With inflation rising and markets shaky, Canadians are looking for ways to secure a steady income. A recent BMO survey shows just how deep the concern runs. Between March and April 2025, 58% of Canadians said they were more worried about their financial situation, up 16 points in a single month. Inflation fears rose from 60% to 76%, and 78% said the cost of living was a growing issue. With numbers like that, it’s no wonder so many are turning to their Tax-Free Savings Account (TFSA) to build a little financial comfort. One of the best ways to do that is by investing in dividend stocks with a long history of consistent payouts.
If I had $7,000 in my TFSA, I’d split it between three Canadian stocks that have proven themselves time and again: Bank of Nova Scotia (TSX:BNS), Northland Power (TSX:NPI), and Canadian Natural Resources (TSX:CNQ). All three have paid dividends for more than 20 years. And that kind of track record doesn’t just happen by accident.
BNS
Let’s start with Bank of Nova Scotia. As of writing, it trades at around $69 per share. That’s one of the highest among Canada’s big banks. In its latest earnings report, the bank reported net income of $2.03 billion for the second quarter (Q2), along with earnings of $1.48 per share.
While it’s had a tough year, with loan growth slowing and credit provisions rising, it remains one of Canada’s most stable financial institutions. If I were to put about $2,277 into BNS, I’d be looking at roughly $140 in tax-free annual income, thanks to its reliable dividend.
NPI
Next up is Northland Power. This dividend stock focuses on renewable energy, including wind and solar. It pays a monthly dividend of $0.10 per share, or $1.20 annually, trading at about $20.69 at writing. In Q1 2025, Northland reported net income of $111 million, down slightly from last year, but its cash flow remained strong.
Its growth pipeline is also solid, with new projects in Germany and Taiwan expected to boost results in 2026 and beyond. Putting $2,316.28 into Northland would generate around $134 per year in monthly, tax-free income. And monthly dividends always feel a little more satisfying.
CNQ
Lastly, Canadian Natural Resources offers a reliable dividend with some energy exposure. It trades around $85 and has a dividend of $2.35 annually. In Q1 2025, it posted net earnings of $2.5 billion and returned $1.7 billion to shareholders through dividends and buybacks.
CNQ benefits from high oil prices, low breakeven costs, and strong free cash flow. It’s one of the most shareholder-friendly companies on the TSX. An investment of $2,295 in CNQ would deliver about $63.50 per year in tax-free dividends.
Bottom line
Combined, those three holdings could generate around $337.77 per year in tax-free passive income inside a TFSA. And that’s without any reinvestment or dividend growth. All three dividend stocks have increased their dividends over the years, so that number could climb steadily with time.
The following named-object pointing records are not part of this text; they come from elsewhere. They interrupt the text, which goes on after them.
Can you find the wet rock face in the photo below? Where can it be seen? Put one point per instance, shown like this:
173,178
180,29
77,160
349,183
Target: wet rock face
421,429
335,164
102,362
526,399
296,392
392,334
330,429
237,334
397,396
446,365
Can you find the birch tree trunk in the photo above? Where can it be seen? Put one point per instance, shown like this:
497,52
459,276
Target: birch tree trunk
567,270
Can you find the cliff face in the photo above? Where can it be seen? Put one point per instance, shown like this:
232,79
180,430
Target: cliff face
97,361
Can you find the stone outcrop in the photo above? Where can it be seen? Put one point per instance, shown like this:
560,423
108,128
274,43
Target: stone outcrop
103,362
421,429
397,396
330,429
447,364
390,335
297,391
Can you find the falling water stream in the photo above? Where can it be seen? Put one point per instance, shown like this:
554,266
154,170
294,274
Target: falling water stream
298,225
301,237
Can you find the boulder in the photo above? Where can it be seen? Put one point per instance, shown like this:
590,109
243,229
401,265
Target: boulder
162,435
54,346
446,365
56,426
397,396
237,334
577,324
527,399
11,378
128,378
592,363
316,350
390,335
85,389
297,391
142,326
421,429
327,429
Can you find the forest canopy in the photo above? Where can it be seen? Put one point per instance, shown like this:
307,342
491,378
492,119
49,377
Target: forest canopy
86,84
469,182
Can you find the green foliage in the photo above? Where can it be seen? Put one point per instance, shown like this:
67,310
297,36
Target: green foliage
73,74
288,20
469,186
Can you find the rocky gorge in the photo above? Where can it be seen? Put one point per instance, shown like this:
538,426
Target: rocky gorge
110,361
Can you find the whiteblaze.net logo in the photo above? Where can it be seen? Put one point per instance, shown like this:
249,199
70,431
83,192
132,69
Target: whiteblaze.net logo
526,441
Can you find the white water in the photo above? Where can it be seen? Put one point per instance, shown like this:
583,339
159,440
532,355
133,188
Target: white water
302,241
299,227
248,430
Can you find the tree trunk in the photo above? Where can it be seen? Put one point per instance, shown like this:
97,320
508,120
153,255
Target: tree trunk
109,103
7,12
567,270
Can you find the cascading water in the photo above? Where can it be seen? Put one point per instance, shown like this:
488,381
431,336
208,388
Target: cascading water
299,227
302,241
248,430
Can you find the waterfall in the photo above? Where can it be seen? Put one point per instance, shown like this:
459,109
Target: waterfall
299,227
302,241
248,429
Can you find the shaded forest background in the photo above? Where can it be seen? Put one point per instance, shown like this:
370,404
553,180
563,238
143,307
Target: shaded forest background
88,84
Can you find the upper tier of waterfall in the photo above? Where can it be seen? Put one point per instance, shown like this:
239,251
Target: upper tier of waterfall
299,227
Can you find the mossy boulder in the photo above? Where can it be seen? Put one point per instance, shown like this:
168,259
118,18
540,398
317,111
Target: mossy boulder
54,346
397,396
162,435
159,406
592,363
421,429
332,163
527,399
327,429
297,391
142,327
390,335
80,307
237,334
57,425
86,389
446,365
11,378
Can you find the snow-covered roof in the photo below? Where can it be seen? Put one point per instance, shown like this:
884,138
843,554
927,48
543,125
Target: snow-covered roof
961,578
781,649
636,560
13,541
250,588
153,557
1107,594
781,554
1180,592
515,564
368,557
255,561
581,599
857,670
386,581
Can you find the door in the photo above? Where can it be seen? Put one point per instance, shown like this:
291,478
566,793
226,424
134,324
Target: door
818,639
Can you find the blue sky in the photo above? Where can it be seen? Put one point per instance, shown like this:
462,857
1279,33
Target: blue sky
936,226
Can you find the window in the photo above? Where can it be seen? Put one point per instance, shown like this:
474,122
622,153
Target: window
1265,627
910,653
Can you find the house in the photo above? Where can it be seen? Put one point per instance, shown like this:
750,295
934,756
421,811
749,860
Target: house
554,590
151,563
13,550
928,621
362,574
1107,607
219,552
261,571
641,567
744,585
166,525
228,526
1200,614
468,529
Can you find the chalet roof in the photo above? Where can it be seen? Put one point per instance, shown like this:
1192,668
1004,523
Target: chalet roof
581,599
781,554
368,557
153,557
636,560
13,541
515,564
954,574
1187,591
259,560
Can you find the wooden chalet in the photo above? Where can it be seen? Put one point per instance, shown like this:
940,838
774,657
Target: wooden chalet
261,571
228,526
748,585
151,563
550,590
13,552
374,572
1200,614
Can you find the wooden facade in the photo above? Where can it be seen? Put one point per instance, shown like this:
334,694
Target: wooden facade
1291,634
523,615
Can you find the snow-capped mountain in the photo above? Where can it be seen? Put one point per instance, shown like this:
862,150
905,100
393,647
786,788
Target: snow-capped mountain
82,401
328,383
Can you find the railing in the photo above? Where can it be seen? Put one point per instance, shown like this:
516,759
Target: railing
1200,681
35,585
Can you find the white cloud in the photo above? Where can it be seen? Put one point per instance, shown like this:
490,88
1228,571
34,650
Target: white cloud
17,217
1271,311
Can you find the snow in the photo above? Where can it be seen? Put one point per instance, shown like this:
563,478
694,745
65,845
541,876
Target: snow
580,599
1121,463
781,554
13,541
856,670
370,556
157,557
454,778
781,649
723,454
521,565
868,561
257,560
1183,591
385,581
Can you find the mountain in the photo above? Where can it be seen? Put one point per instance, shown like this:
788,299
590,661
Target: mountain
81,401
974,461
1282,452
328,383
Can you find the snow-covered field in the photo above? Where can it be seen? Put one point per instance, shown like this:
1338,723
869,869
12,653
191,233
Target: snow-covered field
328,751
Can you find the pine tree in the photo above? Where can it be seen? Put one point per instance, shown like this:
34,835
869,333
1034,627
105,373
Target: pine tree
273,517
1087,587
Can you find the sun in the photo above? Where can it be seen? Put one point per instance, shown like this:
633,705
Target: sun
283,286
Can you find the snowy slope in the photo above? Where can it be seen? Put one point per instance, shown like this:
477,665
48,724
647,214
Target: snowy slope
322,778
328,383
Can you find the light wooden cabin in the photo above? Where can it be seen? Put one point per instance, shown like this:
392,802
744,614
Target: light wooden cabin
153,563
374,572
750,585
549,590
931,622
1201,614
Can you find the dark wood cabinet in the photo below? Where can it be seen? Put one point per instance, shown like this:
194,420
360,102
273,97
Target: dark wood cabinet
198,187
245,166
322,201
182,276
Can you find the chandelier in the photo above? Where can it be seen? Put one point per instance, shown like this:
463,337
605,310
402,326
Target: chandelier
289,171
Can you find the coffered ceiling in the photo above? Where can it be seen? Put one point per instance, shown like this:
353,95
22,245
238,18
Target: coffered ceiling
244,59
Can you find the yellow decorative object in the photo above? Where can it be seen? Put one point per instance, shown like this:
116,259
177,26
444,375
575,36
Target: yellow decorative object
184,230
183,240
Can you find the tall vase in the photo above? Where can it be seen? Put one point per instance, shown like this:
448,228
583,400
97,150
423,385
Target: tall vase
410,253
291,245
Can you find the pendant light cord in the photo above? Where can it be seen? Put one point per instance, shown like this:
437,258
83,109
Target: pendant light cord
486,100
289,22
COMPANY | RECENT PRICE | NUMBER OF SHARES | DIVIDEND | TOTAL PAYOUT | FREQUENCY | INVESTMENT TOTAL |
---|---|---|---|---|---|---|
BNS | $69.00 | 33 | $4.24 | $139.92 | Quarterly | $2,277.00 |
NPI | $20.69 | 112 | $1.20 | $134.40 | Monthly | $2,316.28 |
CNQ | $85.00 | 27 | $2.35 | $63.45 | Quarterly | $2,295.00 |
This kind of strategy isn’t flashy. It doesn’t hinge on the next big tech winner or a crypto moonshot. It’s slow and steady. But when you’re trying to build long-term income that the CRA can’t touch, that’s exactly what you want. Dividend-paying stocks with decades of reliability offer the kind of calm Canadians need right now.